I hadn't heard Felix the Fixer say anything about Blue and I having a clause in our fix insurance that covered a bust for helping some friend to lug hot goods to market.

Finally she drove me home. She saw Blue's car in the driveway. She drove fifty yards past the house. I kissed her on the cheek and started to get out.

She fumbled in her bosom and brought out a wrinkled ball of cellophane. She pulled it open and shook a tiny white capsule into her palm. She pushed the palm toward me.

I said, “What the hell is that?”

She smiled and said, “It's girl, square. You snort it up your nose and really find out how beautiful and exciting life can be.

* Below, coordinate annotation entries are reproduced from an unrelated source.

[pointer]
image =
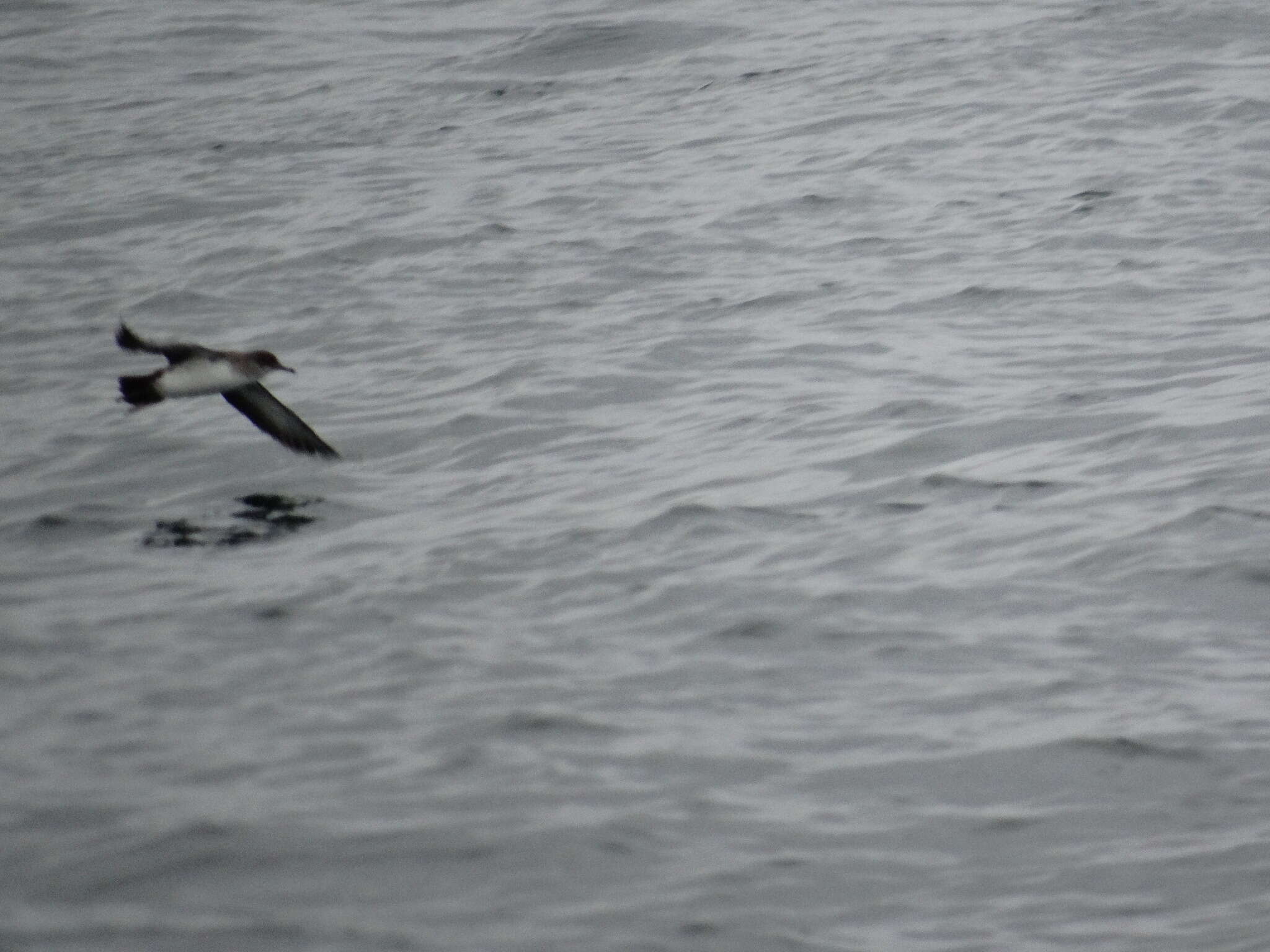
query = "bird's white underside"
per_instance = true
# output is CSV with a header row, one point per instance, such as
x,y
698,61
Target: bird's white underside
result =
x,y
198,377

“Celeste said nothing is too good for a queen. Cocaine, my dear hayseed, is the most expensive high there is. Go on, take it. I'll get your other present out of the trunk.”

I took the capsule and dropped it into my overcoat pocket. We got out and went to the rear of the car. She opened the trunk and gave me a fine blue suit.

I could tell from the luxurious feel of the fabric that it had been at least a two-bill item in the store that lost it.

I looked down at Midge for a long moment. She was like a tiny,
dissipated child masquerading in a woman's clothes. I said, “Thanks, Midge, for the suit. Are you sure that Celeste won't miss it and raise hell with you?”

She threw her head back and laughed bitterly.

She said, “It's so funny, Johnny, a queen can do no wrong. I'm a queen all right, I'm a queen bitch. Got it? A queen bitch, Johnny.”

I walked away down the ice-glazed sidewalk. I threw the bottle of ticker pills and the pure white capsule into a dirty snowbank.